International career
- Bermuda

= Sam Nusum =

Bermudian footballer (1946–2026)

Alfred Granville "Sam" Nusum (3 October 1946 – 28 July 2026) was a Bermudian football player and coach who played at both professional and international levels as a goalkeeper.

==Club career==
Nusum spent his early career with Warwick Workmen's Club and North Village Community Club.

He appeared in the North American Soccer League for the Montreal Olympique, the Vancouver Whitecaps and the New York Cosmos, making a total of 67 appearances. He was runner-up for the NASL Rookie of the Year Award in 1972.
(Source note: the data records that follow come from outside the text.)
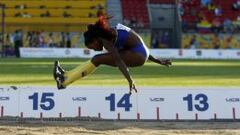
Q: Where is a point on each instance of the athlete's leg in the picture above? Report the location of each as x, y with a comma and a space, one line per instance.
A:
130, 58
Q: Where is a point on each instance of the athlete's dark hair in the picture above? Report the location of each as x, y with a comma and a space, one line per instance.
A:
99, 29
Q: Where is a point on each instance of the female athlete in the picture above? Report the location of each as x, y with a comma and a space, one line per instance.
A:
125, 48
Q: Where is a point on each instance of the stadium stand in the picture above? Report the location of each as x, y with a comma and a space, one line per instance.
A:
135, 11
61, 15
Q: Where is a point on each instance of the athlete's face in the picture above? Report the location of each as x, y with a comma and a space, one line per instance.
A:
96, 45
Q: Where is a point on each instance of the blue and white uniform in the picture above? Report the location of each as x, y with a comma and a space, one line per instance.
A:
122, 36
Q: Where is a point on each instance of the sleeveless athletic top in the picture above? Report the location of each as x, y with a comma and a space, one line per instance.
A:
122, 35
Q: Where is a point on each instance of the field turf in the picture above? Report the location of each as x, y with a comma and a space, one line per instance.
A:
183, 73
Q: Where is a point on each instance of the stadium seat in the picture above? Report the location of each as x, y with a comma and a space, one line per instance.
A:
59, 12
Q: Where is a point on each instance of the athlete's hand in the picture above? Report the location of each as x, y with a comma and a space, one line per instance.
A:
166, 62
132, 87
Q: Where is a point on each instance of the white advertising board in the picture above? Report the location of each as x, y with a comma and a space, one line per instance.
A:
114, 103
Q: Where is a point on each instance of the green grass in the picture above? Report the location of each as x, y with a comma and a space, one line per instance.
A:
183, 73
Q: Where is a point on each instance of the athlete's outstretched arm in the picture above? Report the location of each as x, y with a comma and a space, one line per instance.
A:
120, 63
166, 62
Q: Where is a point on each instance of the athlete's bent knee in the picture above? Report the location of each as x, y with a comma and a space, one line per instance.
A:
96, 60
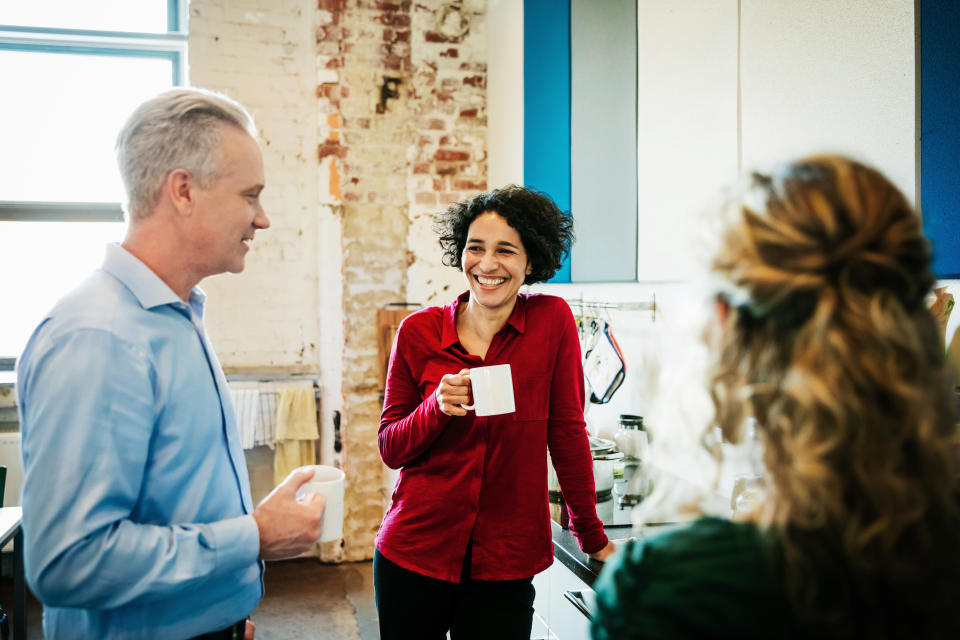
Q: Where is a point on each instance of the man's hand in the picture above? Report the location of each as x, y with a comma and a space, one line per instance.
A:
289, 527
604, 553
453, 391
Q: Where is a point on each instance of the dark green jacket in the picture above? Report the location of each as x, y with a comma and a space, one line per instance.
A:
711, 579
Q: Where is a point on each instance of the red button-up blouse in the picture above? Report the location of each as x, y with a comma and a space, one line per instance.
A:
483, 480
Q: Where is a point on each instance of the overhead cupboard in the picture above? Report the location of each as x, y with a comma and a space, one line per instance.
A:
642, 148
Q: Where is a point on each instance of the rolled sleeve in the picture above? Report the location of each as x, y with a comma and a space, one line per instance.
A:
237, 542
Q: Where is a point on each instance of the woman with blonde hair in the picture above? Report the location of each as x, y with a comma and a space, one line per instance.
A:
826, 345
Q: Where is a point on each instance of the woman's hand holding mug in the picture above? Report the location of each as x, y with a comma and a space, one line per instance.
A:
453, 391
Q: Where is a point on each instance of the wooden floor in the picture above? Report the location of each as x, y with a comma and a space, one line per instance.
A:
305, 600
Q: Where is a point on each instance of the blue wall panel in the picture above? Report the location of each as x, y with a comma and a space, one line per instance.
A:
940, 131
546, 103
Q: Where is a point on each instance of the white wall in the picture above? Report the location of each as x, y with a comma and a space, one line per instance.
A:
822, 75
504, 92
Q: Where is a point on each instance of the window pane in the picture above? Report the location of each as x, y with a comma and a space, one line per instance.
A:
148, 16
41, 261
60, 119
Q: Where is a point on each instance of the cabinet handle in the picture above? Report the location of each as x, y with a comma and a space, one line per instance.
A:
577, 600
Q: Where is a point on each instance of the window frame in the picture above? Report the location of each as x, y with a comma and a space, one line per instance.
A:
171, 46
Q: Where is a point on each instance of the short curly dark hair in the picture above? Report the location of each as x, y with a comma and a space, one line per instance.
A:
545, 231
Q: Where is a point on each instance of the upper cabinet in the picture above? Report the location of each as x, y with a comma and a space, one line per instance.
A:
722, 87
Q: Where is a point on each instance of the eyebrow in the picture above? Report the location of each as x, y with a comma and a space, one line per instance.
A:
502, 243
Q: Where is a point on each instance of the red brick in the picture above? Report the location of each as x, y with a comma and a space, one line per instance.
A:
393, 19
449, 155
331, 33
330, 48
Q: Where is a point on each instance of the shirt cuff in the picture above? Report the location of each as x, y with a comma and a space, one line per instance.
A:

Nusum finished his career back in Bermuda with Hotels International.

==International career==
Nusum also played at international level for Bermuda, appearing in World Cup qualifiers, Olympic Games qualifiers, and Pan American Games.

==Coaching career==
Nusum later became a coach at North Village Community Club.

==Personal life and death==
Nusum later ran his own business as an electrician.

Nusum died on 28 July 2026, at the age of 79. He was the brother of John Nusum and the uncle of John Barry Nusum.

==Honours==
Nusum was a member of the Bermuda Sports Hall of Fame.